Editor: That makes sense. Looking ahead to the Fed meetings in December, do you think the current market sentiment will influence their decisions?
Patrick: It’s certainly a factor. If the Fed feels that inflation is on the rise and with fiscal policy tilting toward stimulative measures, they might opt to hold or even raise rates, further strengthening the dollar. The key will be watching economic indicators leading up to that meeting.
Editor: So much rides on economic data in these volatile times. Before we wrap up, any final thoughts on what investors should be keeping an eye on in the coming weeks?

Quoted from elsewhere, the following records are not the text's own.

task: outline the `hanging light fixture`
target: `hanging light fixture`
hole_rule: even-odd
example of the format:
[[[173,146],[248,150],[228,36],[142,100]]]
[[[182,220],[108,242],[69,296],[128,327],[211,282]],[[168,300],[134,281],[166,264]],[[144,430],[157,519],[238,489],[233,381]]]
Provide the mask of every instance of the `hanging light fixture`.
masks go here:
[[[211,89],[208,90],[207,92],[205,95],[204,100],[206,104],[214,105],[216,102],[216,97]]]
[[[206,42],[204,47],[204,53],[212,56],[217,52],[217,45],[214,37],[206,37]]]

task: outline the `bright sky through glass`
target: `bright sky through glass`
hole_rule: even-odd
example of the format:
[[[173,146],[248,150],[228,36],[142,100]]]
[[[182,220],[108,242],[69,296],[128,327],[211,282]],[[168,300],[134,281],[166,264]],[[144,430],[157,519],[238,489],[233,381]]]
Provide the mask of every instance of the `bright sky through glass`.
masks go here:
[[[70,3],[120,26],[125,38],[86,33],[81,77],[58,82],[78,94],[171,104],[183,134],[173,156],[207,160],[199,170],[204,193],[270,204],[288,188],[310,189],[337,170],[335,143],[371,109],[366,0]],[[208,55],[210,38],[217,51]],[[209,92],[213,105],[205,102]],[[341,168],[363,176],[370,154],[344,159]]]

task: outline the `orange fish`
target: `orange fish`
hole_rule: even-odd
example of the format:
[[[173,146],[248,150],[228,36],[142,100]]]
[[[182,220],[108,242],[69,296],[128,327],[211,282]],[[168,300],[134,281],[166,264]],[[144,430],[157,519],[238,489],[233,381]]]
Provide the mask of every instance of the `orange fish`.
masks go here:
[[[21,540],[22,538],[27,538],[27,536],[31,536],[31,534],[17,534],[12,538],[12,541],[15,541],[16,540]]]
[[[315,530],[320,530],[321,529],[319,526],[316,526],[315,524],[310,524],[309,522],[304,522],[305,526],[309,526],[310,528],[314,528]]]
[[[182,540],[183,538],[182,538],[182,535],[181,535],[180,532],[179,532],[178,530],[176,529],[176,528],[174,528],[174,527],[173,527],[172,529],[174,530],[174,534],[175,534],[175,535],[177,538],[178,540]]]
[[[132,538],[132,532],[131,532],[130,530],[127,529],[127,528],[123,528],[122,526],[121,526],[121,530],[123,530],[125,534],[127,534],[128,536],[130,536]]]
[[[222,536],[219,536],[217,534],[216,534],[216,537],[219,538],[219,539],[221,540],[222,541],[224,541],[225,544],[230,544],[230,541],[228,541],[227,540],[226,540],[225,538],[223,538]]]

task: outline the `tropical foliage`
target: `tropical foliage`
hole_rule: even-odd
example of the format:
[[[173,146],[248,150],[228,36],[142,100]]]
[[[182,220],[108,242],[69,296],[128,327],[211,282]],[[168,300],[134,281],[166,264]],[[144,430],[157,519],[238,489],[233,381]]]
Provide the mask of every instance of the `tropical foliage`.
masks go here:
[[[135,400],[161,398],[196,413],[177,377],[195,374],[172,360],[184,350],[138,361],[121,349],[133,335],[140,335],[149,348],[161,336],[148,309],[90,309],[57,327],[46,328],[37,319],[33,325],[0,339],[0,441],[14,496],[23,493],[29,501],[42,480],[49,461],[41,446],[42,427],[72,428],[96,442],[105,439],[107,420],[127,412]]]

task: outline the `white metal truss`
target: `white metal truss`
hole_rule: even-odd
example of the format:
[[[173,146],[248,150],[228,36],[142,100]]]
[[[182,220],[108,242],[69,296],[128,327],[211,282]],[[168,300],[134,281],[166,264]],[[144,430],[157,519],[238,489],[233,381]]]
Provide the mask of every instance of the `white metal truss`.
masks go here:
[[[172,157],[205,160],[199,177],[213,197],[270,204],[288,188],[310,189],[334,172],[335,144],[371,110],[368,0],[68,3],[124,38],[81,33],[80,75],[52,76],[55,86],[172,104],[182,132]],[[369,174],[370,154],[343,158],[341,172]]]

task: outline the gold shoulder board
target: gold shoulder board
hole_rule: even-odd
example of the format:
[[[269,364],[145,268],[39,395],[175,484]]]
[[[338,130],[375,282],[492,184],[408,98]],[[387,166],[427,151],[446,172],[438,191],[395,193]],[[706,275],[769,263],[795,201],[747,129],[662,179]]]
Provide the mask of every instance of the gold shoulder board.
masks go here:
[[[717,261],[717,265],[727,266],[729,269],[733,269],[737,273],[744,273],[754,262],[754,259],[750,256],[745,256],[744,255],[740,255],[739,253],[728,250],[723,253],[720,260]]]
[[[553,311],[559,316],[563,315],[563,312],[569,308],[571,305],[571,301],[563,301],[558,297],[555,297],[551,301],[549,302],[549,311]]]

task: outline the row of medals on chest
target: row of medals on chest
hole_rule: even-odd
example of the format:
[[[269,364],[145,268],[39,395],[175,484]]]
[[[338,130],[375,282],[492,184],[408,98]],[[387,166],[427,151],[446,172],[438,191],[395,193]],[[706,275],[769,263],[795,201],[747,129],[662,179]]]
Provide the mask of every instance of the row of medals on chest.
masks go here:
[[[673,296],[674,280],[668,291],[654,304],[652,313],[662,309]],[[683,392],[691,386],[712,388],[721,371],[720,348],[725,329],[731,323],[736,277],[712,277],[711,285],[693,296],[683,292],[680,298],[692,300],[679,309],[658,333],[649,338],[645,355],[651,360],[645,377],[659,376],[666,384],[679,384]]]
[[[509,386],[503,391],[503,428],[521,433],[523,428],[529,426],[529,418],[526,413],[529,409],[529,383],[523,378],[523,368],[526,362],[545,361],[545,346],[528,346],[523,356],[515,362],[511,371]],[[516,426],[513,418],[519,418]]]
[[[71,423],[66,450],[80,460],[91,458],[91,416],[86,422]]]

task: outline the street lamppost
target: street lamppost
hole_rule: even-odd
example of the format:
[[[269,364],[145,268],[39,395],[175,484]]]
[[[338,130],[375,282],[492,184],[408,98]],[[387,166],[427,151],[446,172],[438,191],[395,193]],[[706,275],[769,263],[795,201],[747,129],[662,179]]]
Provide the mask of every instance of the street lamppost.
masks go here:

Patrick: Yes, I’d advise investors to closely monitor the ongoing discussions regarding fiscal policy and any geopolitical developments that could shake the markets. The interplay between inflation expectations and monetary policy will continue to drive currency movements, particularly with the dollar.
Editor: Wonderful insights, Patrick! Thank you so much for taking the time to share your expertise today. It’s clear that the intersection of politics and finance creates a dynamic landscape for investors.
Patrick: Thank you for having me! It’s always a pleasure to discuss these vital issues.
Editor: And thank you to our readers for tuning in. Stay informed and keep an eye on the markets as the situation evolves.